What was I supposed to say to that?

“Solveig,” Chione said quickly, as though she were aghast, but it didn’t ring true because her voice did one thing but her face another. Her outrage was clearly fake. “You overstep your bounds, child. We must not second-guess our prince, even if his choices seem ill-advised.”

Yep. Ill-advised. If I wasn’t sure before, that cleared things right up.

“Yes, but Mother, a man? What about an heir?”

“That’s not for us to concern ourselves with,” she said, smiling at me. “I’m certain that the consort would step aside for another when the time comes.”

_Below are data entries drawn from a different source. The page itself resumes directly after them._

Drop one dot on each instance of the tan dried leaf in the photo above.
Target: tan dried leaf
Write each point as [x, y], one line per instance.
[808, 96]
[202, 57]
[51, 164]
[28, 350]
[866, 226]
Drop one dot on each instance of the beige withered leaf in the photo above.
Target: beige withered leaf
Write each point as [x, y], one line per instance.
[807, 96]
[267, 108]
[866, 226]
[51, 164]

“Well, frankly, I don’t see the point of a consort at all, then. Why not take him as a courtier and then let him go when he was done?”

“Solveig.” Chione gasped theatrically, hand over her heart. “My goodness.”

“But really, Mother, you weren’t shocked?” she asked Chione demurely, all innocence and wide eyes. “I know Alrek was.”

“I was more surprised at the lack of title, of lineage or good breeding,” Alrek said, giving me an indulgent smile. I saw him then, who he really was. It was disappointing. I’d taken him for someone I could befriend. Hard to realize that already I’d made my first wrong assumptions about him and his viperous mother.

“Forgive them, my consort,” a man said as he joined us, his deep, resonant voice utterly patronizing as he passed me a large goblet of ice water. “They’re old-world vampyrs, sadly, from an ancient time, and are utterly bereft of any real knowledge of the outside world.”

Chione gasped, and Solveig jolted like he’d struck her.

“Thank––” I began, but was cut off.

“How dare you insult my soon-to-be consort by—”

“Not consort,” the man corrected, his voice sharp as a whip. “There is, from this day forward, only the king’s consort, our dear Queen Isabella, and the prince’s intended, Jason Thorpe. You… second,” he hissed, the word that sounded soaked in revulsion, “will never have a consort, as you are a Maddox and not a Maedoc.”

I was going to try again to thank the man, because I actually wasn’t raised in a barn, but interrupting him didn’t seem like a great idea. I drank the water instead.

Chione, Alrek, and Solveig had been comfortable, confident before this man appeared out of thin air, to point out that I was both a man unable to bear children, and without a royal pedigree. In an instant, though, that had changed with his arrival.

I had mistaken Chione for a friend when really, her agenda was to put me in my place. And that was okay, because I understood the need in her. She couldn’t get at Varic; he wasn’t vulnerable, I was. Her son was the prince’s half brother, but the half was the issue. Him being illegitimate put a chasm between the two men that was hard, if not impossible, to bridge. If questioning Varic’s choice brought her son and the queen’s even a fraction closer in distinction, that was helpful. Alrek was apparently marrying up. Varic was marrying a commoner. If she could instill trepidation in me, uncertainty, then she could count that as a win. What she didn’t know was that the only part of the whole experience that was sad for me was that I got my first lesson in distrust.

Looking at Chione now, her posture rod straight, hands clenched at her sides and lips pressed in a hard, straight line, I understood that she had been ready to go for my jugular and had been brought up short by the arrival of the water-bringer. Chione, the king’s first courtesan, a woman, Tiago had told me, who wielded considerable power, stood there shaking with fury as she stared at the man.